Desce. Um alívio. Violência. Socorro!

 

Uma menina, comum como outras. Mais um dia, invadida.

Patrícia Costa

Eu não recordo a primeira vez que o vi. 

Carrego imensos bloqueios na minha memória.

Guardo apenas flashes e narrativas de outras pessoas.

Elas me relatam o que eu fui, o que eu vivi e eu acredito.

Faço das memórias outras, as minhas.

Mas o carrego em mim.

Distante, fecho os olhos. Chega o seu som fluído, feroz… 

Ondas batem. Exala o cheiro.

Há um aroma de coragem. Há qualquer coisa de abrigo.

Há medo.

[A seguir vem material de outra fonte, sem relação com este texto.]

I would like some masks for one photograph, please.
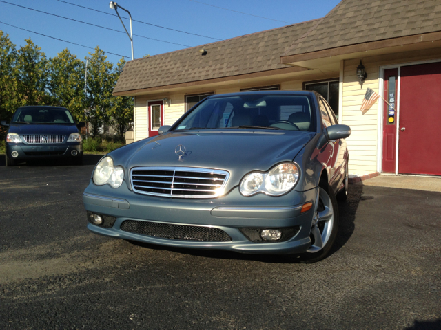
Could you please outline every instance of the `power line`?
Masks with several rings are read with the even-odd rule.
[[[11,5],[11,6],[15,6],[16,7],[20,7],[21,8],[28,9],[29,10],[33,10],[34,12],[41,12],[41,13],[43,13],[43,14],[46,14],[48,15],[54,16],[56,17],[59,17],[59,18],[64,19],[68,19],[69,21],[73,21],[74,22],[81,23],[83,24],[87,24],[88,25],[92,25],[92,26],[94,26],[96,28],[101,28],[102,29],[106,29],[106,30],[109,30],[110,31],[114,31],[116,32],[119,32],[119,33],[123,33],[123,34],[125,33],[123,31],[119,31],[118,30],[112,29],[111,28],[107,28],[105,26],[98,25],[96,24],[92,24],[91,23],[84,22],[83,21],[79,21],[78,19],[70,19],[69,17],[65,17],[64,16],[57,15],[56,14],[51,14],[50,12],[43,12],[42,10],[38,10],[34,9],[34,8],[30,8],[29,7],[25,7],[24,6],[16,5],[15,3],[11,3],[10,2],[3,1],[3,0],[0,0],[0,2],[3,2],[3,3],[8,3],[8,5]],[[165,41],[165,40],[160,40],[160,39],[155,39],[154,38],[149,38],[148,36],[141,36],[141,35],[139,35],[139,34],[134,34],[134,36],[140,36],[141,38],[145,38],[146,39],[154,40],[156,41],[161,41],[162,43],[172,43],[173,45],[178,45],[179,46],[192,47],[192,46],[189,46],[188,45],[183,45],[181,43],[172,43],[170,41]]]
[[[244,15],[254,16],[254,17],[258,17],[259,19],[269,19],[270,21],[276,21],[276,22],[282,22],[282,23],[287,23],[288,24],[291,24],[289,22],[285,22],[285,21],[279,21],[278,19],[269,19],[268,17],[263,17],[263,16],[253,15],[252,14],[248,14],[247,12],[238,12],[237,10],[233,10],[232,9],[224,8],[223,7],[218,7],[217,6],[209,5],[208,3],[205,3],[204,2],[201,2],[201,1],[196,1],[196,0],[189,0],[189,1],[193,1],[193,2],[196,2],[197,3],[201,3],[201,5],[205,5],[205,6],[209,6],[210,7],[214,7],[215,8],[223,9],[224,10],[229,10],[230,12],[238,12],[239,14],[243,14]]]
[[[116,17],[118,17],[116,15],[115,15],[114,14],[110,14],[110,12],[103,12],[101,10],[98,10],[97,9],[90,8],[89,7],[85,7],[83,6],[77,5],[76,3],[72,3],[70,2],[64,1],[63,0],[57,0],[57,1],[60,1],[60,2],[63,2],[64,3],[68,3],[68,5],[76,6],[76,7],[80,7],[81,8],[85,8],[85,9],[88,9],[89,10],[93,10],[94,12],[101,12],[101,13],[105,14],[107,15],[114,16]],[[127,17],[122,17],[122,18],[125,19],[129,19]],[[185,33],[187,34],[192,34],[192,36],[202,36],[203,38],[208,38],[214,39],[214,40],[219,40],[219,41],[222,41],[223,40],[223,39],[219,39],[218,38],[213,38],[212,36],[203,36],[202,34],[196,34],[195,33],[187,32],[185,31],[182,31],[181,30],[172,29],[171,28],[166,28],[165,26],[156,25],[155,24],[152,24],[150,23],[143,22],[142,21],[137,21],[136,19],[132,19],[132,21],[134,22],[142,23],[143,24],[145,24],[145,25],[147,25],[155,26],[156,28],[161,28],[161,29],[166,29],[166,30],[170,30],[171,31],[176,31],[176,32],[181,32],[181,33]]]
[[[30,30],[26,30],[26,29],[23,29],[23,28],[19,28],[18,26],[12,25],[12,24],[8,24],[8,23],[5,23],[5,22],[0,21],[0,23],[4,24],[6,25],[12,26],[12,28],[15,28],[16,29],[20,29],[20,30],[23,30],[24,31],[28,31],[28,32],[34,33],[36,34],[39,34],[40,36],[46,36],[46,37],[50,38],[52,39],[59,40],[60,41],[63,41],[65,43],[72,43],[72,45],[76,45],[77,46],[83,47],[85,48],[89,48],[90,50],[94,50],[94,48],[93,47],[85,46],[84,45],[81,45],[81,44],[79,44],[79,43],[73,43],[72,41],[68,41],[67,40],[60,39],[59,38],[55,38],[54,36],[48,36],[47,34],[43,34],[42,33],[36,32],[35,31],[31,31]],[[110,52],[105,52],[103,50],[103,50],[103,52],[104,52],[105,53],[112,54],[112,55],[116,55],[117,56],[127,57],[127,58],[132,58],[131,56],[125,56],[124,55],[121,55],[119,54],[111,53]]]

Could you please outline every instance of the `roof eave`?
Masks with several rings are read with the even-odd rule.
[[[360,52],[368,52],[382,48],[389,48],[404,45],[411,45],[440,40],[441,40],[441,31],[422,34],[414,34],[412,36],[370,41],[368,43],[358,43],[335,48],[328,48],[309,53],[284,55],[280,56],[280,63],[288,65],[296,65],[296,63],[298,62],[308,60],[337,56],[351,53],[358,53]]]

Há vontade.

Integrado a mim.

Sigo a afundar e a flutuar.

Ana Beatriz Freitas

A mão..

Que me toca

Que toca ela

Que me ampara

Que faz eu entender que tem coisa que só vai depender de mim

Que na maioria das vezes quando estou nas crises de vida é a única que sinto que posso contar

Que serve pra eu demostrar carinho de forma física

Que enxuga minhas próprias lágrimas e as de quem eu amo quando necessário

Que eu sinto minha história pulsar

Que serve de ponte energética quando vai de encontro com a mão de um outro alguém misturando assim nossas energias, essências..e no meio dessa mistura toda, a gente vira um, naquele momento transbordando de amor e fazendo o tempo parar pra assistir a gente e a gente se assistir existir.

Beatriz Caldas

Ladeira

 

Milhares de blocos tão pequenos

Em padrões assimétricos embaixo

Dos meus pés cansados

E só diziam

Sobe sobe sobe

Enquanto sentia a dureza de cada

Pedra, áspera

Era tão íngreme

Sobe sobe sobe

Primeiro doem os pés

Depois canelas, coxas, quadris

O corpo inteiro sofria

Sobe sobe sobe

E nunca acabava a subida

Naquelas milhares de pedrinhas

Sobe sobe sobe

Podem ter sido minutos, mas

Para mim

Parecia infinita

Karine Gallas

Desde muito cedo soube que não seria fácil ser menina fazendo o que eu gostava! Olhava ao meu redor e tudo parecia meio injusto, desde as brincadeiras até o jeito de vestir. Menino era sempre mais livre em tudo. E as brincadeiras? Sempre eram as mais legais, não que brincar de casinha fosse ruim, mas nada comparado a soltar pipa, carrinho de rolimã ou jogar bola de pé! Correr livre de pés no chão... Até hoje na minha memória era a maior sensação de liberdade que eu poderia descrever. Volta e meia estava lá eu no meio deles. Era sempre um grupo de 7 a 10 meninos e só eu de menina. Minha mãe fazia questão de dizer em alto e bom som: O que você faz no meio de brincadeira de menino? Uma interrogação sempre se agigantava sobre minha cabeça... tenho certeza que, se na época tivesse mais entendimento, perguntaria de volta: E brincadeira tem sexo? Enquanto sua voz ecoava eu pensava: Brincadeiras foram feitas para divertir, não importa quem! Minha infância foi sempre assim... Eu e as brincadeiras que o mundo adulto insistia em dividir entre ser de menino ou menina. A mim pouco importou se elas constavam em categorias de gêneros, o que contava é que naqueles instantes, eu de pé no chão, me sentia a mais feliz de todas as crianças!

Bruna Mabellz

Lembranças remotas e rotineiras do corpo, da pele. Basta deitar... o comum é o susto do aconteceu de novo: desprender-me da suposta solidez e... pairar.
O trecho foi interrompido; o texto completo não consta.